Dans une grande enquête publiée dans le Guardian, elle accuse la société Cambridge Analytica d’avoir utilisé les données personnelles de plusieurs dizaines de millions d’utilisateurs de Facebook dans le but de cibler des messages favorables au Brexit, au Royaume Uni, ou encore favorables à l’élection de Donald Trump en 2016. Cette série d’articles signera la mise en faillite et la disparition de Cambridge Analytica, dont les algorithmes et dirigeants sont aujourd’hui chez Emerdata ltd.
Cette enquête vaudra à Carole Cadwalladr le prix Orwell, prestigieux prix britannique de l’écriture politique, ainsi qu’une nomination en finale pour le fameux prix Pulitzer.
Si Carole Cadwalladr n’a jamais accordé d’importance aux prix, elle reconnaît cependant que ce prix Orwell lui a donné « une sorte de poids et de gravité qui m’ont fait défaut jusqu’à présent et c’est vraiment utile. Parce qu’il y a tellement de tentatives de miner ma crédibilité. (…) Cela aide simplement à les faire reculer » explique-t-elle, parlant de ses détracteurs, dans une interview publiée dans politicalquarterly.blog.
Entre féminité et rébellion
Carole est une grande et belle femme de cinquante et un ans, aux yeux bleus et aux cheveux blonds, dont le style résulte en un harmonieux mélange de force, de féminité et de rébellion. On la voit souvent vêtue d’une veste en cuir noir sur un haut moulant.
Cadwalladr à ses fans pour qui elle est un modèle d’irrévérence, de courage, une infatigable chercheuse de vérité. Mais elle a aussi ses adversaires, nombreux, qui la voient comme une théoricienne du complot, prête à tout pour obtenir de qu’elle veut, une « femme chatte enragée » pour reprendre les termes misogynes du journaliste de la BBC Andrew Neil.
Carole Cadalladr est née en 1969 à Taunton, Sommerset. Elle étudie à Hertfort College à Oxford. Elle commence sa carrière de journaliste au Daily Telegraph avant d’intégrer le groupe The Guardian. Elle écrit pour The Observer depuis 2005, où elle s’attaque à tout, des déchets alimentaires aux effets des « drogues intelligentes » en passant par Marilyn Manson ou Adele.

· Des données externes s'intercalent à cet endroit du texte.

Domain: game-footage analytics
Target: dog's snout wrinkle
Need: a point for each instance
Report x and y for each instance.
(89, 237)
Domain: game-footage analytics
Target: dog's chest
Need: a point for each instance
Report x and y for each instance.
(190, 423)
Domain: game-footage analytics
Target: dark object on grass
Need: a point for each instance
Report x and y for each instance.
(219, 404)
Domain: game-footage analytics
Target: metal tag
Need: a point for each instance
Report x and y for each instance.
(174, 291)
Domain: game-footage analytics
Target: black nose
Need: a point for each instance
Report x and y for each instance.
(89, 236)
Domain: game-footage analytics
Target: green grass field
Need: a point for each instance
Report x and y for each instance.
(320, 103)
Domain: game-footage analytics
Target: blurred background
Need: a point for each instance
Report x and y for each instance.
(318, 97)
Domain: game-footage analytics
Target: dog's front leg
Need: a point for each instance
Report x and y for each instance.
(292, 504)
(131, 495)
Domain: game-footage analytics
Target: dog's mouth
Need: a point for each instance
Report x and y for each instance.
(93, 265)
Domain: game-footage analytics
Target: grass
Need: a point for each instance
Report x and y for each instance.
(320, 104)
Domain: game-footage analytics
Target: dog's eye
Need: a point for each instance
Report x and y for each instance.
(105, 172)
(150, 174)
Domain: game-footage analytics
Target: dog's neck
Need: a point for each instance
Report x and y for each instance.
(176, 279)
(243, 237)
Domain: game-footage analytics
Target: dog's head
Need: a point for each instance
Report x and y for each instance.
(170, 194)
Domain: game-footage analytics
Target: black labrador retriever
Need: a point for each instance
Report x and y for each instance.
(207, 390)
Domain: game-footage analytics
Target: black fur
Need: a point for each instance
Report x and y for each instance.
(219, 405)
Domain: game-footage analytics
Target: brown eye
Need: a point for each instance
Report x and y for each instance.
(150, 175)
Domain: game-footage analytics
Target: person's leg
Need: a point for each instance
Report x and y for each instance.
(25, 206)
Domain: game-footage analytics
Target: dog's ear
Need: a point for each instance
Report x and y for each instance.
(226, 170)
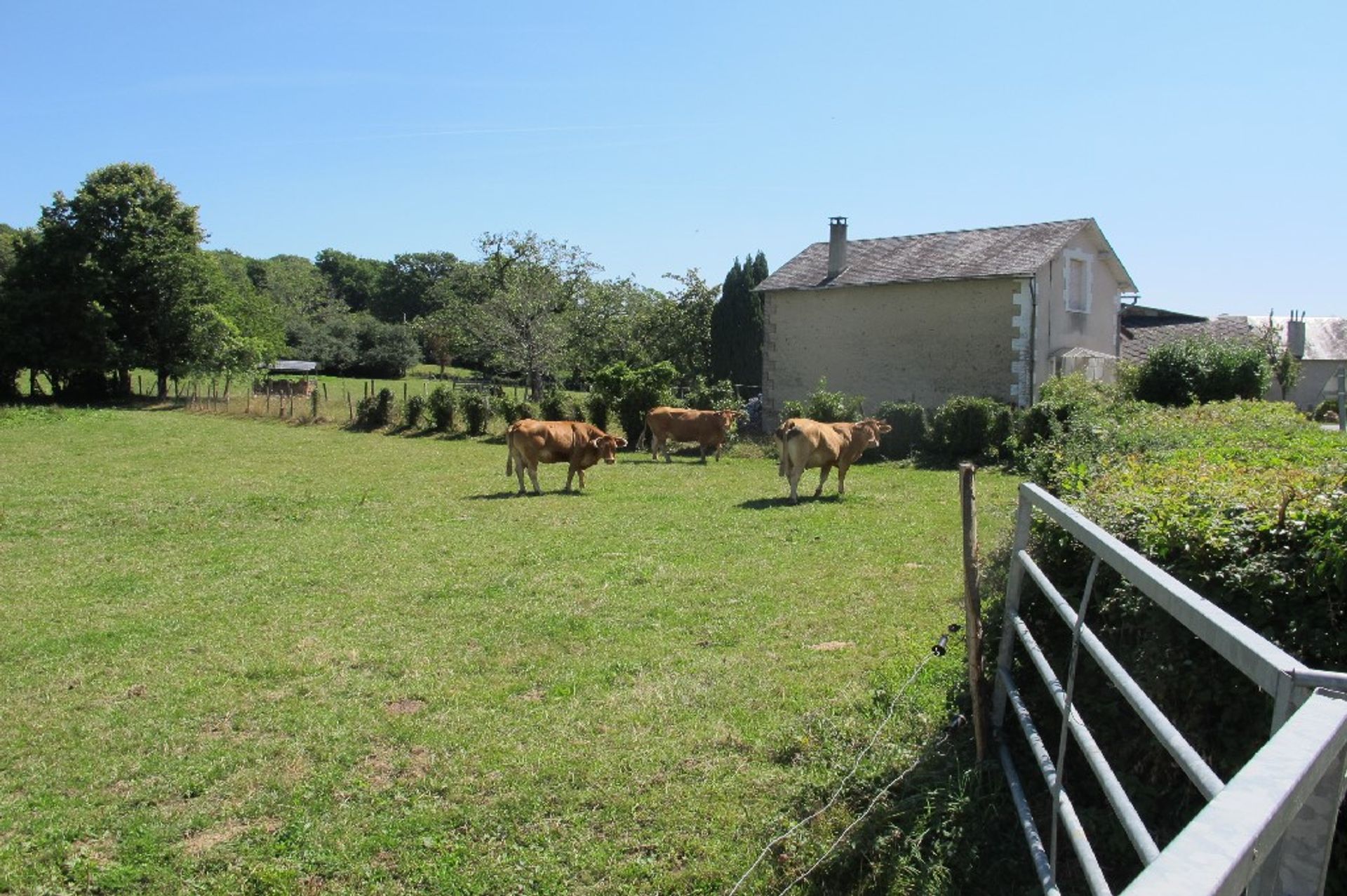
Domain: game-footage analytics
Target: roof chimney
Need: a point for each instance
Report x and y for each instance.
(1296, 335)
(837, 247)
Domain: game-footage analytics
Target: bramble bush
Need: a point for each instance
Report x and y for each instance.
(414, 411)
(442, 405)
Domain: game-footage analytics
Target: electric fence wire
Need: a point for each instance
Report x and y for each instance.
(893, 708)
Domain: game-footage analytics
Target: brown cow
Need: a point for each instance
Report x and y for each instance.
(581, 445)
(808, 443)
(683, 424)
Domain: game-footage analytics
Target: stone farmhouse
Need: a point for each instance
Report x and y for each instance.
(923, 319)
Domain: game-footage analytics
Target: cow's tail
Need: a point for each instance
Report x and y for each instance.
(783, 468)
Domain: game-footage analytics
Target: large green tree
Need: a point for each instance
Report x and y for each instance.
(678, 329)
(737, 323)
(525, 320)
(136, 253)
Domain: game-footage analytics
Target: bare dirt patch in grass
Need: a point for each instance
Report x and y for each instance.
(205, 841)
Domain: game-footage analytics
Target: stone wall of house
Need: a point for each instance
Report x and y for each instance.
(919, 342)
(1061, 328)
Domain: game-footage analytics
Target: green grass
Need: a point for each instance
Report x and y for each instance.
(247, 657)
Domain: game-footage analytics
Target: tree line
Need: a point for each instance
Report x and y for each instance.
(116, 278)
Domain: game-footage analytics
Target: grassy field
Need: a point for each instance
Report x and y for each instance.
(241, 655)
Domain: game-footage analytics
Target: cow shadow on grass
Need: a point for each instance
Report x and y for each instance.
(768, 503)
(500, 496)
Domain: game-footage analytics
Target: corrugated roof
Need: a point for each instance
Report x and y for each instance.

C’est en 2016 qu’elle commence à consacrer son espace hebdomadaire à une série explorant comment les plateformes de médias sociaux, en particulier Facebook et Google, ont fait preuve d’une négligence frisant la malveillance concernant leur pouvoir accumulé et les responsabilités démocratiques qui en découlent.
Auteur d’un roman à succès
Elle publie dans The Observer une série d’articles faisant état de malversations des militants de Brexit, et du financement illicite de Vote Leave, lors du référendum sur l’adhésion à l’UE en 2016. Elle y dénonce encore des liens présumés entre Nigel Farage, la campagne présidentielle de Donald Trump en 2016 et l’influence russe sur l’élection présidentielle de 2016. Ces allégations donneront lieu à une enquête aux États-Unis, même si le rapport Mueller relatif à cette enquête démentira finalement qu’il y ait des preuves de cette ingérence russe.
A côté de ses activités de journaliste d’investigation, Carole Caldwell est aussi écrivain. Son premier roman, « The Family Tree », est d’emblée un succès. Il est sélectionné pour le prix des écrivains du Commonwealth 2006, ainsi que de nombreux autres prix. Il est également diffusé en cinq épisodes sur BBC Radio. Aux États-Unis, il fait partie de la sélection du New York Times Book Review Editor’s Choice.
Une idée « têtue » de la justice
« Dans la conversation, elle est bavarde, agréable et gentille ; son personnage en ligne, cependant, est plus combatif. Sur Twitter, elle lance des boules de feu à ses détracteurs, qui comprennent des personnalités influentes de la politique, des affaires et de la Silicon Valley. » décrit Elisabeth Zerofsky, qui l’a interviewée pour le Columbia Journalism Review. Elle a une idée « têtue » de la justice, ce qui pour certains, la rend grincheuse quand d’autres sont frustrés parce qu’elle a raison… tout simplement!
Ironie du sort, Carole Caldwalldr, nouvelle icône du journalisme d’investigation, possède à la base une formation à l’écriture de reportage. C’est sur le terrain qu’elle est entrée dans le journalisme d’investigation où elle s’est fait indéniablement une place de choix.